The first week of October is said to mark the 200th anniversary of the completion of the Basilica of Our Lady of Graces, one of India’s minor basilicas situated in Sardhana in Uttar Pradesh.
It was constructed in 1822 by Begum Samru, a woman of humble origins that came to be popularly known as the only Catholic queen of India.
Who was Begum Samru?
- Begum Samru (1750’s – 1836) was a figure that defied any fixed identity. She was a Muslim who converted to Catholicism, a nautch-girl (dancing girl) who became a warrior and an aristocrat, and was described by her contemporaries as dressing more like a man than a woman, sporting a dark turban and ever-puffing away at a hookah.
- She was a shrewd leader who was able to find a favourable position in the ever-dynamic political terrain of 18th century northern India. While she had first supported the waning Mughal empire, from the 1790’s the Begum began to provide service to the rising Marathas, before joining the British to ensure that she could maintain her landholding rights if they emerged victorious.

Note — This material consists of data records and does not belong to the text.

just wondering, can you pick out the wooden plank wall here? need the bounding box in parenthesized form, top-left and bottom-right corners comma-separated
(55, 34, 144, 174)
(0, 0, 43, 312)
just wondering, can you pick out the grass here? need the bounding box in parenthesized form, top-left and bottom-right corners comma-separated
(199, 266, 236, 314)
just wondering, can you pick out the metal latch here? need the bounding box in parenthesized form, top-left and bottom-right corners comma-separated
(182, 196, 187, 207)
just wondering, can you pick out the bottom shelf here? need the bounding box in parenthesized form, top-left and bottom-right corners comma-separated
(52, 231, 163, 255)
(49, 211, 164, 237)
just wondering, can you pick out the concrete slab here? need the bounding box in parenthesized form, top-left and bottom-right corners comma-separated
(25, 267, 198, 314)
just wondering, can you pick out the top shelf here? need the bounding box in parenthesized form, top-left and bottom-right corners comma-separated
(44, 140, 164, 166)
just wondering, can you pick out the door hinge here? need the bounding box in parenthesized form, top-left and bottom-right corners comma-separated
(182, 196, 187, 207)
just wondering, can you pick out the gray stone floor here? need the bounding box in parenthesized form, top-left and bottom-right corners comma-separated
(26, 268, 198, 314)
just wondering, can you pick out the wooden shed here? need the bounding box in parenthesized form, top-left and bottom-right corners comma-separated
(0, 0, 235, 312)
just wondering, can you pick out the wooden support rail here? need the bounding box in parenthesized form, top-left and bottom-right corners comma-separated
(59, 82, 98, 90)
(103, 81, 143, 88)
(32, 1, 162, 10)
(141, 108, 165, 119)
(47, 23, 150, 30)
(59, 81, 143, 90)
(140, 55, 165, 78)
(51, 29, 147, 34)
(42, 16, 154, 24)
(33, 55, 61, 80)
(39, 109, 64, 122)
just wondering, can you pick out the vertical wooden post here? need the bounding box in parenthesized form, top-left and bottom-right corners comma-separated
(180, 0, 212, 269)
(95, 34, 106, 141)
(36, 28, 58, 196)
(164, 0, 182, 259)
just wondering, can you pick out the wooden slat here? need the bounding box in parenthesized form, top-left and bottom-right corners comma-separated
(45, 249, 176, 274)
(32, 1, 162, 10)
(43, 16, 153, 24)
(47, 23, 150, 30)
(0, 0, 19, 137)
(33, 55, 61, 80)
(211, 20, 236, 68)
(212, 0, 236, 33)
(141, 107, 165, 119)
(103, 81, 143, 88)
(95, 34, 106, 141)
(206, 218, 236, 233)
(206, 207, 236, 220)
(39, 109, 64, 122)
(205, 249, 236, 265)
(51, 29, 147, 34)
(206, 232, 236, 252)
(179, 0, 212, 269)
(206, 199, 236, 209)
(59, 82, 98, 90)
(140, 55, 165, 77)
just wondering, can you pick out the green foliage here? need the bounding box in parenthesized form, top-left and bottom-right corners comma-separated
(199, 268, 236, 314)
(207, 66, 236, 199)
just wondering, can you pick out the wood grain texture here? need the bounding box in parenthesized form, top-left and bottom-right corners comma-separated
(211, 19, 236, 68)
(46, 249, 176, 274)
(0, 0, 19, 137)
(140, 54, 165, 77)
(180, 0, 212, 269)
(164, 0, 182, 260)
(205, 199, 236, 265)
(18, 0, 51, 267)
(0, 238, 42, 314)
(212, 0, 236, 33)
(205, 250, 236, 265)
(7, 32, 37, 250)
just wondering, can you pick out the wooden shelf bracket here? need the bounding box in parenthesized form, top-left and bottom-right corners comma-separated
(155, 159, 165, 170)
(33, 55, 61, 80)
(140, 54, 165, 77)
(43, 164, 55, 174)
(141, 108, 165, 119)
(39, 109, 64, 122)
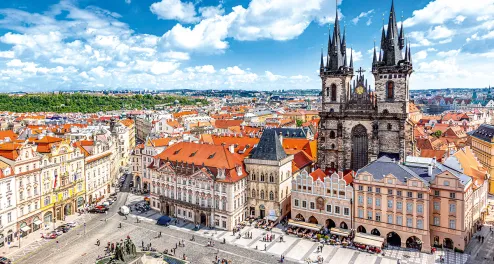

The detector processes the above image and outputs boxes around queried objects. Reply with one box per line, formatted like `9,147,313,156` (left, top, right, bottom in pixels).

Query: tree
432,130,442,138
296,119,303,127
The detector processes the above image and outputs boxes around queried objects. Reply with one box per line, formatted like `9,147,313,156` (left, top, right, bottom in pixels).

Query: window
434,190,440,196
376,198,381,207
397,190,402,197
397,201,402,210
376,212,381,222
310,202,315,210
294,199,299,207
407,192,413,198
344,207,350,216
388,189,393,195
269,191,274,201
387,200,393,208
335,206,340,214
367,211,372,220
376,188,381,194
449,204,456,213
417,204,423,213
387,214,393,224
407,217,413,227
326,204,332,213
367,186,372,192
331,84,337,101
433,201,440,210
358,209,364,218
449,219,456,229
450,192,456,199
367,197,372,205
387,123,392,130
396,216,403,225
260,190,265,199
358,195,363,205
252,189,256,198
358,185,363,191
433,217,440,226
417,193,423,199
386,81,394,99
302,201,307,208
406,203,413,213
444,181,450,186
417,219,423,229
329,131,335,139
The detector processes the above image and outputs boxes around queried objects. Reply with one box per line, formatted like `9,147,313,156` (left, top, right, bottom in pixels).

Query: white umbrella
120,205,130,215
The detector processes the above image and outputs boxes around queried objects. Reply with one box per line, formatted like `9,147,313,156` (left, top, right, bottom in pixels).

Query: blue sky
0,0,493,92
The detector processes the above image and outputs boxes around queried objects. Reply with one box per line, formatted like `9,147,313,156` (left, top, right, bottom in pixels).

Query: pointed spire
380,14,386,49
349,48,354,68
379,46,382,62
408,43,412,64
342,25,347,53
399,12,405,50
320,47,324,69
404,43,408,62
343,52,347,67
372,40,377,64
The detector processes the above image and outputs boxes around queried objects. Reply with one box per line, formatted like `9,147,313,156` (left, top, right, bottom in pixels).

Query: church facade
317,1,415,172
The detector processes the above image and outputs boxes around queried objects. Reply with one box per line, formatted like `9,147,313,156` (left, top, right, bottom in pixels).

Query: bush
324,235,329,240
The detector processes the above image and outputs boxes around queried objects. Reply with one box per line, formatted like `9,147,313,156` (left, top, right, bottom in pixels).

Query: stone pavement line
265,237,280,251
301,243,319,261
247,234,263,247
282,238,302,256
323,246,338,263
374,256,383,264
347,251,359,264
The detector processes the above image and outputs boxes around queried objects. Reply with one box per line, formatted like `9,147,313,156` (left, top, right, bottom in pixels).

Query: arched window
387,123,392,130
326,87,330,97
260,173,265,182
331,84,337,101
386,81,394,99
260,190,265,200
269,191,274,200
252,189,256,198
286,187,288,197
329,131,335,139
269,174,274,183
331,144,335,149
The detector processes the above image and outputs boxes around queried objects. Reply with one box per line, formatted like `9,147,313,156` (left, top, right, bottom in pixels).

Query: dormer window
208,153,216,159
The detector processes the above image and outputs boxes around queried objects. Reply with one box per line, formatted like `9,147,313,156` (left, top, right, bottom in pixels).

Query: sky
0,0,493,92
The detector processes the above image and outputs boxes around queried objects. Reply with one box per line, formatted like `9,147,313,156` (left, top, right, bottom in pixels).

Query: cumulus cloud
352,9,374,25
150,0,199,23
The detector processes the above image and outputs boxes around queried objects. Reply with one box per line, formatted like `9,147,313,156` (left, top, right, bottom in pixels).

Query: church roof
470,124,494,143
250,129,287,161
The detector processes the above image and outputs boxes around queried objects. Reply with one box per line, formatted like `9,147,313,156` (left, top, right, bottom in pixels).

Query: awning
353,233,384,248
287,219,322,231
266,210,278,221
33,220,43,226
330,227,350,237
20,226,31,232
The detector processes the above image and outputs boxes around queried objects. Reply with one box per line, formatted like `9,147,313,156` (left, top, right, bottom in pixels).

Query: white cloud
454,15,466,24
265,71,283,81
199,5,225,19
125,0,131,4
437,49,461,57
150,0,199,23
477,15,491,21
413,50,428,61
186,65,216,73
352,9,374,25
404,0,494,27
162,51,190,60
221,66,245,75
427,25,455,40
346,48,362,62
0,51,14,59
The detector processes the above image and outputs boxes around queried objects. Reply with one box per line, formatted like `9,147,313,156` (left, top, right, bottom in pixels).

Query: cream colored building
245,129,293,220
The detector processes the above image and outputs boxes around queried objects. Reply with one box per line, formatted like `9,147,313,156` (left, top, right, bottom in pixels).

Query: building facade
317,2,414,172
469,124,494,193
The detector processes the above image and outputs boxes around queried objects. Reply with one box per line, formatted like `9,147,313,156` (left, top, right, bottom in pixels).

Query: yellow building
469,124,494,194
36,137,85,225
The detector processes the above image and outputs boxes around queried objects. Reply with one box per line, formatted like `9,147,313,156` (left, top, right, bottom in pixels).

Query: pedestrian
97,239,100,246
264,244,267,251
159,231,162,238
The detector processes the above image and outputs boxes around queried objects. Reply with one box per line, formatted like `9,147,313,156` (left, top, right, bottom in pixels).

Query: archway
136,176,141,189
387,232,402,247
433,236,440,246
44,211,53,224
357,225,367,233
340,221,348,229
259,205,265,219
64,203,72,216
200,212,207,225
406,236,422,251
325,219,336,229
371,228,381,236
308,216,318,224
351,125,368,170
443,238,454,249
295,214,305,222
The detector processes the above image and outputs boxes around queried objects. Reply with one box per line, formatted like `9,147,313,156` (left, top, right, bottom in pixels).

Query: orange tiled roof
214,119,243,129
310,169,326,181
282,138,317,160
173,110,198,119
148,138,173,147
452,147,487,189
0,142,23,160
120,119,134,127
420,149,446,162
0,130,17,141
210,135,259,158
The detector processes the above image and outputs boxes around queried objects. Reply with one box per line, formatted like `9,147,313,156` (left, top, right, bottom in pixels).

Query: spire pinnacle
408,43,412,64
320,47,324,69
372,40,377,64
350,48,354,68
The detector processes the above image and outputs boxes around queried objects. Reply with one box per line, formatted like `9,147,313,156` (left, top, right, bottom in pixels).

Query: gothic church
317,1,415,172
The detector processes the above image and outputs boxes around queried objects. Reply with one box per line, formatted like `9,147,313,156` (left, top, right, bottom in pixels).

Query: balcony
159,195,212,212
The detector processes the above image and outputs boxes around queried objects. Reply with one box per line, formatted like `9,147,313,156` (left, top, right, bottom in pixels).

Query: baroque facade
317,2,414,172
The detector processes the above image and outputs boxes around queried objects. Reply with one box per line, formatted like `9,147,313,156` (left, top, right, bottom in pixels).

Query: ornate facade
317,2,415,172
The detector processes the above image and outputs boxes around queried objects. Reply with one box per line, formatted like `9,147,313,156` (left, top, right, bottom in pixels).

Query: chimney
428,158,436,177
229,144,235,154
279,132,283,144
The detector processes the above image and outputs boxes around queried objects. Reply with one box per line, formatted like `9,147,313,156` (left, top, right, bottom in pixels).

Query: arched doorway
433,236,440,247
387,232,402,247
357,225,367,233
64,203,72,216
325,219,336,229
200,212,207,226
443,238,454,249
371,228,381,236
340,221,348,229
406,236,422,251
295,213,305,222
259,205,265,219
351,125,368,171
165,203,171,215
308,216,318,224
44,211,53,224
135,176,141,189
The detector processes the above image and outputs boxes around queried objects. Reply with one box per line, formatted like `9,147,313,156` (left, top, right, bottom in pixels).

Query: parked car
65,222,77,228
56,225,70,233
42,232,58,239
0,256,11,264
89,208,106,214
106,199,114,205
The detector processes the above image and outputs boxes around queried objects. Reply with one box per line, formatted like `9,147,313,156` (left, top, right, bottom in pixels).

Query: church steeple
350,48,354,69
381,0,404,66
399,13,405,50
320,47,324,70
321,3,352,75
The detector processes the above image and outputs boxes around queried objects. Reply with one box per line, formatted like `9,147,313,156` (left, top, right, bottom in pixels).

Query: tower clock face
356,86,364,95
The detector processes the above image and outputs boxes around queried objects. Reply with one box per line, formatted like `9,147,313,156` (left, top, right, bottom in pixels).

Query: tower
318,0,414,172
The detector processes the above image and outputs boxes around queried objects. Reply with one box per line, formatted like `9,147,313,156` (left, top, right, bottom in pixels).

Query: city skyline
0,0,493,92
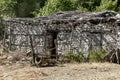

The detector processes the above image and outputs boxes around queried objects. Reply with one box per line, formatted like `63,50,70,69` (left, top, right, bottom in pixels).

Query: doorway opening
46,30,58,59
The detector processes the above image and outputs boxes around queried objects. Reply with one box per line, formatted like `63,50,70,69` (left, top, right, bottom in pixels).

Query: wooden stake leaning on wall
29,35,35,64
8,22,11,51
3,21,7,50
116,48,120,64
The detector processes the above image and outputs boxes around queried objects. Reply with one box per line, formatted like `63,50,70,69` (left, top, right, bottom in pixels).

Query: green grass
88,50,106,62
62,50,107,63
63,51,85,63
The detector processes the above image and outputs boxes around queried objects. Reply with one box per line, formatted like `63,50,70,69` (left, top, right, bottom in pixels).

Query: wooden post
100,25,103,50
3,22,6,47
116,48,120,64
9,22,12,51
29,35,35,64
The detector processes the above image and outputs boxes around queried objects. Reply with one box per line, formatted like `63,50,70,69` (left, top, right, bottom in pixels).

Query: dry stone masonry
2,11,120,57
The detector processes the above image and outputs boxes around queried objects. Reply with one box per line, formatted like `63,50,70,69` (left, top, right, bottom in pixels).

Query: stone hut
3,11,120,57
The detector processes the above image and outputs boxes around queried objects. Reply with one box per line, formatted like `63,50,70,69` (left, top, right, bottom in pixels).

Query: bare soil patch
0,62,120,80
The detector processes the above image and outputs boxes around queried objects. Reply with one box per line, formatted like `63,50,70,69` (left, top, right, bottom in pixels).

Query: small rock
7,56,13,61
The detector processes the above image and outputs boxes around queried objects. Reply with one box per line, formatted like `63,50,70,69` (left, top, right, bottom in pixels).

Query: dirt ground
0,62,120,80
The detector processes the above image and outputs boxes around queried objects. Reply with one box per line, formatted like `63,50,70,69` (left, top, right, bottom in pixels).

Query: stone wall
3,11,120,56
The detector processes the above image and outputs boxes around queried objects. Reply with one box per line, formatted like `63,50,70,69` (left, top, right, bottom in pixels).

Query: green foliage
88,50,106,62
62,50,107,63
0,0,120,18
64,51,85,63
38,0,75,16
0,0,44,18
14,0,39,17
76,0,101,11
0,0,16,18
96,0,118,11
77,6,88,12
117,7,120,13
37,0,47,8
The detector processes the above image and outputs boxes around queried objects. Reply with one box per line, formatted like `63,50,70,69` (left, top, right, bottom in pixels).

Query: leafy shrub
37,0,76,16
88,50,106,62
77,6,88,12
96,0,118,11
63,51,85,63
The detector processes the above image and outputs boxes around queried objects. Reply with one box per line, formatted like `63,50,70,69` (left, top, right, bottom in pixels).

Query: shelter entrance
46,31,58,59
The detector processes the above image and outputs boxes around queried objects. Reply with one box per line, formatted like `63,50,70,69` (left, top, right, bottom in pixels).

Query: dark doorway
46,31,58,59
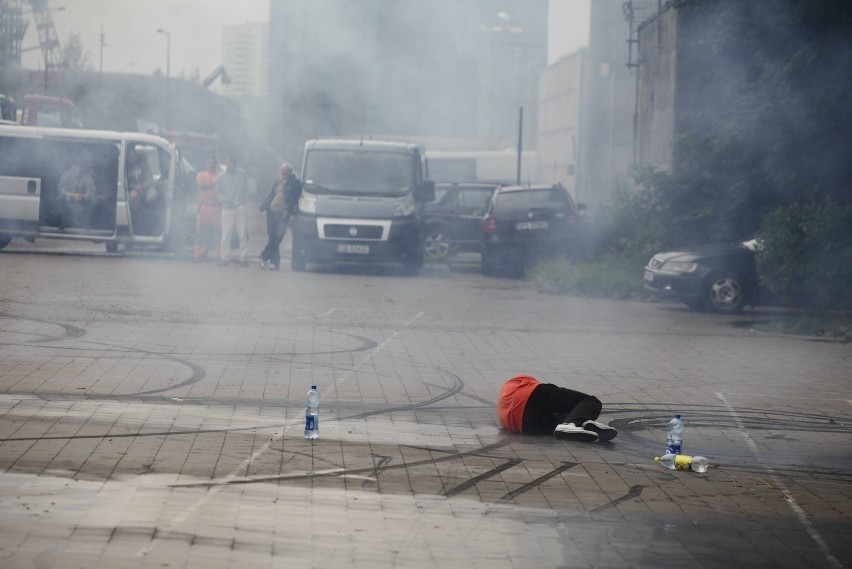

- It was here she met Walter Reinhardt, an Austrian mercenary of uncertain origins and even more uncertain allegiances, who after reaching India in 1750 had served the British, French and Jats, i.e any force willing to employ him. In 1767, the teenage-Farzana became the much older Reinhardt’s close companion, and remained so until his death, assuming the role of his wife and became known as Begum Samru.
- Three years after Reinhardt’s death, Begum Samru, the established ruler of Sardhana converted to Catholicism in 1781 and was christened Joanna.